In Fig. 2, the novelty of method, which is an interaction between normalization and feature selection methods, is presented.

Fig. 2
figure 2

Novelty of the method

Data availability

The codes used in this article, along with the dataset supporting our conclusions, are accessible via the GitHub repository linked here.

Additionally, it’s important to note that three versions of the dataset are available, each resulting from a different normalization method:

csv1: Result of Min-Max normalizer.

csv2: Result of StandardScaler normalizer.

csv3: Result of RobustScaler normalizer.

Connection with research questions

To address RQ 1 regarding the performance of machine learning algorithms, we applied a range of algorithms and ensemble learning techniques, aligning with the study’s overarching goal

RQ 2, concerning the identification of key factors associated with dyslipidemia, was addressed through feature selection methods, which identified the most influential features contributing to dyslipidemia risk prediction.

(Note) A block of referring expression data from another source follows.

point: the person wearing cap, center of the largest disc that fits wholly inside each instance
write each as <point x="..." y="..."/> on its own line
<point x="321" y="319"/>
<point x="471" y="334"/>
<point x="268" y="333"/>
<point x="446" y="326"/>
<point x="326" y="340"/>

Ethical approval and consent to participate

It is crucial to note that the study did not originally create a dataset, but rather utilized existing data from the Lifestyle Promotion Project (LPP) study. The LPP is a longitudinal community-based plan for the prevention and control of non-communicable diseases in East Azerbaijan Province, Iran [34]. The use of this data aligns with our commitment to ethical considerations and ensures the privacy and confidentiality of participants.

Results

We sought to determine the best and optimized combination of feature selection and normalization methods which would result in the best performance of each model for 5 distinct targets: Dyslipidemia and HDL Category (2 classes), Cholesterol Category, Triglyceride rating and LDL rating (3, 4 and 4 classes, respectively). Below you can see the results that show the best feature sets for each algorithm and algorithm metrics.

Dyslipidemia target

Table 1 provides information about the best combination of feature selection and normalization methods and the resulting feature sets for each algorithm. Decision Tree, Random Forest and Naïve Bayes showed a common feature set and Neural Network, Support vector Machine and KNN showed another. Also as shown in Table 1, Neural Network attained the highest accuracy of 0.98, surpassing in capturing complicated patterns and it stands out as the top performer for this target. Decision Tree and Random Forest also performed generally well, with accuracies of 0.84. Evidently Naïve Bayse could achieve this accuracy too, but it performed poorly in the matter of sensitivity that could represent the performance of this algorithm for assuming independence among features, which may not have been true in this context. This makes Naïve Bayse a bad option for detection of positive instances. KNN and SVM showed moderate accuracies, with KNN somewhat beating SVM (0.81 and 0.68 respectively.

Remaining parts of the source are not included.